Notice how the tense build-up to the first kiss is played out in utmost silence, with the soft music only kicking in once the act has commenced- we can almost hear the two leads breathe, and we can almost feel their heartbeats. This scene works because of the way it contrasts the silence of this lovely moment with the loud music of the preceding celebration party- he understands that the memories of our first kisses are invariably still and silent, and scored to thumping heart beats rather than pop music. He also understands the sheer awkwardness of the post-coital morning: the avoiding each other’s eyes, the nervous silences and how it invariably changes things forever.

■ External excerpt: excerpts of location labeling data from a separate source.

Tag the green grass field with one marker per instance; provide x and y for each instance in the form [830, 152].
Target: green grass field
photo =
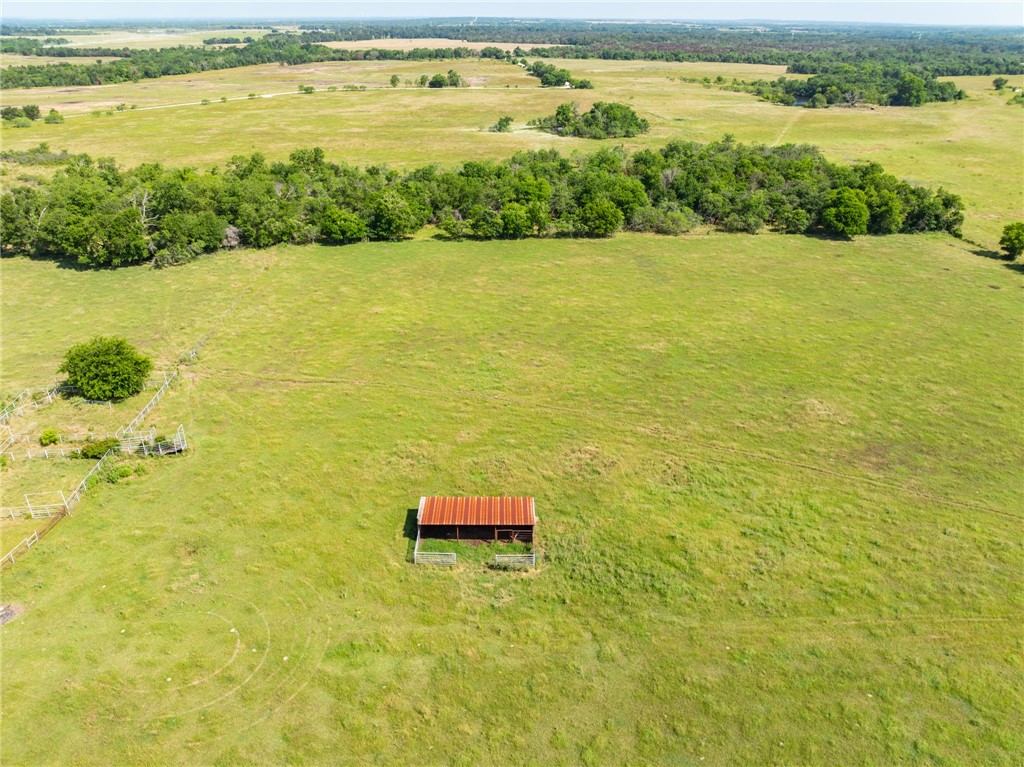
[777, 478]
[777, 482]
[971, 147]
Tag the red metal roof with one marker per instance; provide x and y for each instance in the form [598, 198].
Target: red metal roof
[476, 510]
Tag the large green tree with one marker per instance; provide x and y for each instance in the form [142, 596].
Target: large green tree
[846, 213]
[1012, 241]
[105, 368]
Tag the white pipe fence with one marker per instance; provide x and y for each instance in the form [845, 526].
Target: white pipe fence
[129, 428]
[27, 401]
[27, 544]
[11, 408]
[75, 498]
[43, 453]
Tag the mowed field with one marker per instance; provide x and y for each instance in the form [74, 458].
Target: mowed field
[777, 478]
[777, 482]
[147, 37]
[971, 147]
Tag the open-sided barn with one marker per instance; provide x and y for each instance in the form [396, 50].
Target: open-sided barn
[477, 518]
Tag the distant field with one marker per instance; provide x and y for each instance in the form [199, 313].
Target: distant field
[9, 59]
[777, 481]
[426, 42]
[141, 37]
[971, 147]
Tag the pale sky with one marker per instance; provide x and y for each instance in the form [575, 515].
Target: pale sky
[1009, 12]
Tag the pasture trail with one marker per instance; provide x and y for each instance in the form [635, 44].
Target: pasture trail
[625, 418]
[797, 112]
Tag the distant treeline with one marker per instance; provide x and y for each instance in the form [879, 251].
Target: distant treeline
[97, 214]
[804, 47]
[852, 85]
[155, 62]
[851, 54]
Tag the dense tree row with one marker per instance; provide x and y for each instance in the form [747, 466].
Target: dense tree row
[851, 85]
[150, 64]
[852, 53]
[97, 214]
[805, 47]
[604, 120]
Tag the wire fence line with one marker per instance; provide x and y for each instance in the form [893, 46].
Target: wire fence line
[128, 439]
[129, 428]
[28, 401]
[42, 453]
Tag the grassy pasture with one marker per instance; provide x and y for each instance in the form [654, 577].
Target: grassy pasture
[10, 59]
[739, 448]
[426, 42]
[971, 147]
[144, 37]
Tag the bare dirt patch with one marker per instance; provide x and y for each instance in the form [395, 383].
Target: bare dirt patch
[10, 611]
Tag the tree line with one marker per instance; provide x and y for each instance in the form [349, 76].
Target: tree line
[96, 214]
[852, 85]
[849, 52]
[131, 66]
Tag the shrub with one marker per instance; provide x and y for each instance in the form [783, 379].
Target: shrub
[339, 225]
[846, 213]
[175, 256]
[96, 451]
[105, 368]
[604, 120]
[599, 217]
[662, 221]
[515, 221]
[391, 217]
[455, 228]
[1012, 241]
[504, 125]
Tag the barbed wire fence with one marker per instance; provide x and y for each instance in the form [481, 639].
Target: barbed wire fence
[128, 438]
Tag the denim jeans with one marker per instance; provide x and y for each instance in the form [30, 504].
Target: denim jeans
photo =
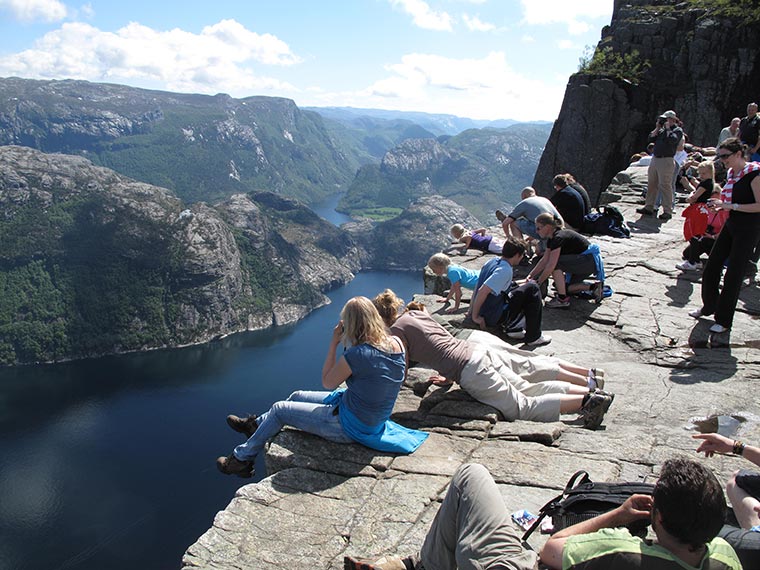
[303, 410]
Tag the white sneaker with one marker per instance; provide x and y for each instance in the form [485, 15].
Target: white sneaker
[718, 329]
[540, 341]
[695, 313]
[686, 266]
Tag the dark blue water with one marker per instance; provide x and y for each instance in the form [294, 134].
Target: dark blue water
[109, 463]
[326, 210]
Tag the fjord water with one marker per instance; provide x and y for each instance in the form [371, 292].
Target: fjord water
[109, 463]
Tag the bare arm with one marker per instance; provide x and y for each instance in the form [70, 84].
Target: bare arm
[480, 298]
[713, 443]
[635, 507]
[335, 373]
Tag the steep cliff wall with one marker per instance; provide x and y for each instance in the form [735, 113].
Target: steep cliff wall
[704, 65]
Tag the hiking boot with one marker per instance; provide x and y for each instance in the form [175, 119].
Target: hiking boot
[246, 426]
[558, 303]
[231, 465]
[597, 292]
[594, 409]
[686, 266]
[384, 563]
[544, 339]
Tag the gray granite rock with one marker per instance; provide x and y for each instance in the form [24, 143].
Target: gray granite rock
[665, 368]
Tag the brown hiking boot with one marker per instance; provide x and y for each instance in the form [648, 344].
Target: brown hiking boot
[245, 425]
[384, 563]
[231, 465]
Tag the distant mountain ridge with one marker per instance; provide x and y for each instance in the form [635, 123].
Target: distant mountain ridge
[436, 123]
[201, 147]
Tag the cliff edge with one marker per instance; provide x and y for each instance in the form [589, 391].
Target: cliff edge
[323, 501]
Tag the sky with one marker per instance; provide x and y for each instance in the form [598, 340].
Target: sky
[481, 59]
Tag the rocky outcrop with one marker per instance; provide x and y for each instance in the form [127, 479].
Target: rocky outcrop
[408, 240]
[322, 501]
[94, 263]
[201, 147]
[703, 66]
[479, 169]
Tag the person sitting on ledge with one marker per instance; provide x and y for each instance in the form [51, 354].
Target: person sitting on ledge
[472, 530]
[493, 376]
[473, 239]
[743, 489]
[567, 252]
[373, 368]
[440, 264]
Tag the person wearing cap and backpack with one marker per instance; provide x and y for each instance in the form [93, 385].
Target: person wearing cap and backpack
[666, 137]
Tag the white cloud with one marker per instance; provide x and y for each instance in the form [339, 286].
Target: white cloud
[34, 10]
[216, 60]
[477, 88]
[475, 24]
[423, 16]
[570, 12]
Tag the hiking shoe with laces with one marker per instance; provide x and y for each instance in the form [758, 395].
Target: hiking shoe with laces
[558, 303]
[686, 266]
[384, 563]
[593, 411]
[231, 465]
[597, 291]
[246, 426]
[540, 341]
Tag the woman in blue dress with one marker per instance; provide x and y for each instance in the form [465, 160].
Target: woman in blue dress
[373, 368]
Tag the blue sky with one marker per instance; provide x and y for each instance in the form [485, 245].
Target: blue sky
[483, 59]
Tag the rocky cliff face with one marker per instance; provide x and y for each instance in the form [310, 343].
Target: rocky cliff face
[479, 169]
[201, 147]
[703, 65]
[92, 262]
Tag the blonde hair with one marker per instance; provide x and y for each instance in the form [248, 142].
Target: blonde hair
[387, 305]
[708, 165]
[362, 324]
[549, 219]
[457, 230]
[439, 260]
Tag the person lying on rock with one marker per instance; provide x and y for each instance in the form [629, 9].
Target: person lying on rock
[499, 303]
[492, 376]
[473, 530]
[373, 368]
[567, 253]
[743, 490]
[474, 239]
[440, 264]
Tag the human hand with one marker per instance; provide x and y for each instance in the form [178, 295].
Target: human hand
[337, 333]
[439, 380]
[713, 443]
[635, 507]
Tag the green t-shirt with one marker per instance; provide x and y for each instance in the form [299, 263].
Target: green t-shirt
[616, 549]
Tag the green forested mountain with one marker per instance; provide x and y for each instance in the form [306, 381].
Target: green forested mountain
[92, 262]
[201, 147]
[480, 169]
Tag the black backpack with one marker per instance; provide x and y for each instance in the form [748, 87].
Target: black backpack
[608, 221]
[584, 499]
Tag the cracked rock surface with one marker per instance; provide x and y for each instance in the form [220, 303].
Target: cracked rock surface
[323, 500]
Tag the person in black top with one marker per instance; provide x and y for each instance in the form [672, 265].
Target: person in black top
[749, 132]
[666, 135]
[567, 251]
[737, 240]
[568, 202]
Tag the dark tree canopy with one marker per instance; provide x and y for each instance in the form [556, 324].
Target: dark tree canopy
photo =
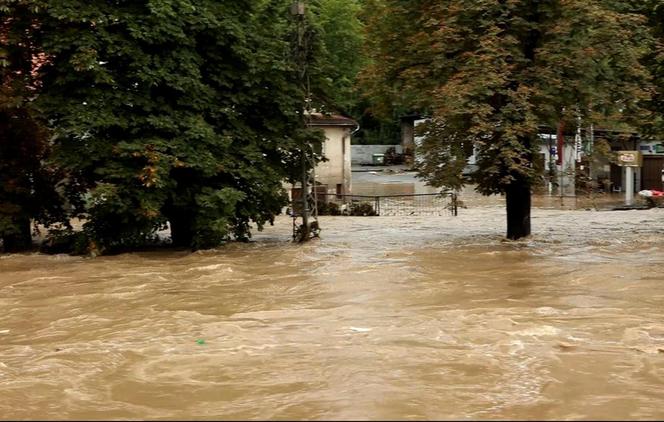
[490, 72]
[27, 181]
[181, 112]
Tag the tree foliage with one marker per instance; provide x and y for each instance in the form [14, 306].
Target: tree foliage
[489, 73]
[171, 111]
[27, 181]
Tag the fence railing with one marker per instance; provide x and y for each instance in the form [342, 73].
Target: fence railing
[425, 204]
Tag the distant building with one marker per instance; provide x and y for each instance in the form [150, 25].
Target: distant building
[334, 175]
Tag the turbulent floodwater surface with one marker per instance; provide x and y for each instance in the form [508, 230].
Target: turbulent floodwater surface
[381, 318]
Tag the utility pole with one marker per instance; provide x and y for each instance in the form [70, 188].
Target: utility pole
[307, 229]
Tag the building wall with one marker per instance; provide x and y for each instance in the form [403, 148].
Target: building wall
[337, 170]
[363, 154]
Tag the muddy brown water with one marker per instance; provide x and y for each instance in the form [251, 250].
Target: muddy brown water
[381, 318]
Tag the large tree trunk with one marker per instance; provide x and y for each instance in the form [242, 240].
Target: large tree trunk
[21, 241]
[517, 196]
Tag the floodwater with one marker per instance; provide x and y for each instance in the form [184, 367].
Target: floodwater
[381, 318]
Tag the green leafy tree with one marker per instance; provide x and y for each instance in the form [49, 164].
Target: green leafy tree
[489, 73]
[175, 112]
[27, 181]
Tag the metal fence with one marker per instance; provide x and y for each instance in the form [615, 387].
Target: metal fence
[426, 204]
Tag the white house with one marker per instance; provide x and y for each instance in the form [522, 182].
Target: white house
[334, 175]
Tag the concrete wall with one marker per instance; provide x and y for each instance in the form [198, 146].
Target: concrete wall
[363, 154]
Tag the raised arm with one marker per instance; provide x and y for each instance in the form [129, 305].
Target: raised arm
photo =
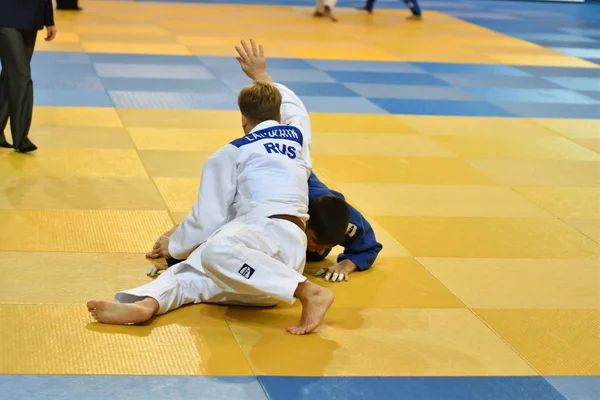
[211, 211]
[293, 112]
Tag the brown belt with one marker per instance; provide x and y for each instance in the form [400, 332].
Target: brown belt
[292, 219]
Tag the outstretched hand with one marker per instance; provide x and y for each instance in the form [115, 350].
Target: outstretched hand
[253, 62]
[338, 272]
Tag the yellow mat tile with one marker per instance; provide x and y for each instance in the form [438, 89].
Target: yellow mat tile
[76, 116]
[64, 339]
[51, 46]
[49, 136]
[405, 342]
[121, 39]
[592, 144]
[542, 60]
[392, 282]
[540, 172]
[206, 140]
[440, 200]
[476, 126]
[565, 202]
[558, 148]
[135, 48]
[520, 283]
[399, 170]
[121, 29]
[174, 164]
[370, 144]
[391, 247]
[91, 163]
[178, 193]
[489, 237]
[554, 342]
[78, 193]
[354, 123]
[181, 119]
[88, 231]
[53, 278]
[573, 128]
[589, 227]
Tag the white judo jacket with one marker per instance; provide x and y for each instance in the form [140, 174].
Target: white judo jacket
[261, 174]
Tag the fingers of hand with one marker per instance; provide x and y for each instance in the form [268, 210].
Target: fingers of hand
[254, 48]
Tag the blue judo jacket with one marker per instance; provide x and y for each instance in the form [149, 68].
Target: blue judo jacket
[360, 245]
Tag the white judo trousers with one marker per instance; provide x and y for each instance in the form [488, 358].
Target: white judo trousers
[257, 262]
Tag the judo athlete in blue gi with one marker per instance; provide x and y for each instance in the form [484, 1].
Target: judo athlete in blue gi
[413, 5]
[360, 245]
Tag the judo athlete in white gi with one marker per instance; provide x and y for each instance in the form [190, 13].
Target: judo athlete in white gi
[249, 218]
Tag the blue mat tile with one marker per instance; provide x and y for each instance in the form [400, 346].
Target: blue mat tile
[471, 69]
[166, 85]
[278, 74]
[581, 84]
[320, 89]
[53, 82]
[523, 82]
[100, 387]
[343, 105]
[563, 71]
[69, 70]
[366, 66]
[441, 107]
[556, 45]
[386, 78]
[577, 387]
[410, 92]
[117, 58]
[476, 16]
[282, 63]
[562, 96]
[593, 95]
[579, 52]
[153, 71]
[298, 75]
[408, 388]
[175, 101]
[548, 110]
[71, 98]
[553, 37]
[583, 31]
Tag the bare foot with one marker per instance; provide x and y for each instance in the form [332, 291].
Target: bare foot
[120, 314]
[329, 14]
[315, 300]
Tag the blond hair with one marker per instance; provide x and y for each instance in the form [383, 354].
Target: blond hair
[260, 102]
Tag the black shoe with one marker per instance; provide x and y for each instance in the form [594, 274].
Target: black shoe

And then there are the performances.
You know that a cast is good when the most meaningless role is played by Manu Rishi (although I have a feeling that his role must have been chopped off on the editing table). Ranveer Singh comes up with a debut that is the most self-assured and confident that I have seen in years, perhaps since Kaho Naa Pyaar Hai. His is the true success story, for here is a man who faced near universal rejection and ridicule when he was first shown in trailers. I remember words like ‘lallu’, ‘chhichhora’ and ‘champu’ being used to describe him. His victory lies not in proving all these people wrong- but instead in proving them all right; after all, he was a chhichhora character and only after seeing the film do we realize how perfect this performance is. And once you consider that this is a boy from Mumbai pulling off a totally authentic roadside Dilliwala, a standing ovation does not seem too much to ask. Here is a man to watch out for. Observe how naturally he complains that the clients “pay in ghaas-phoos, and ask delivery of kukkad”, and you understand how pitch-perfect this performance is.
Anushka Sharma has the less dynamic role, as the laws of rom-coms require one of the characters to be more subdued and sorted than the other (we all know what happens if both are equally in-your-face: remember Kambakkht Ishq?) Yet, for some reason, I have always believed that characters which are slightly more mature and level-headed suit her (case in point: Rab Ne Bana Di Jodi vis-à-vis Badmaash Company). She may not have a Kareena’s vivaciousness to pull off a Jab We Met, but she exudes a sweet, sincere and smart personality, and that is what she utilizes here. It is a brave, solid performance, one that alternates between the sheer joy of successfully pulling off a wedding to anger at having fallen for the wrong guy; from the trepidation every time Ranveer starts giving impromptu speeches to clients, to the typical Delhi-lass bravado with which she keeps men at bay. Of course, it helps that she’s quite a looker, and has eyes that shine like… well, like her smile.
And finally, in a sensational moment, the film redefines love as fun- ‘mauj’. And it is shocking to realize that it took our cinema so long to realize this- that, at the end of the day, love makes you enjoy life. Every moment one spends with their loved ones is full of fun. And in a world pushing us relentlessly, isn’t that moment of fun what we all crave?
Finally, all one can say is that you know a film is special when, for the rest of your lives, it removes your ability to pronounce 'BUSINESS' without at least once considering if you should remove the ‘S’.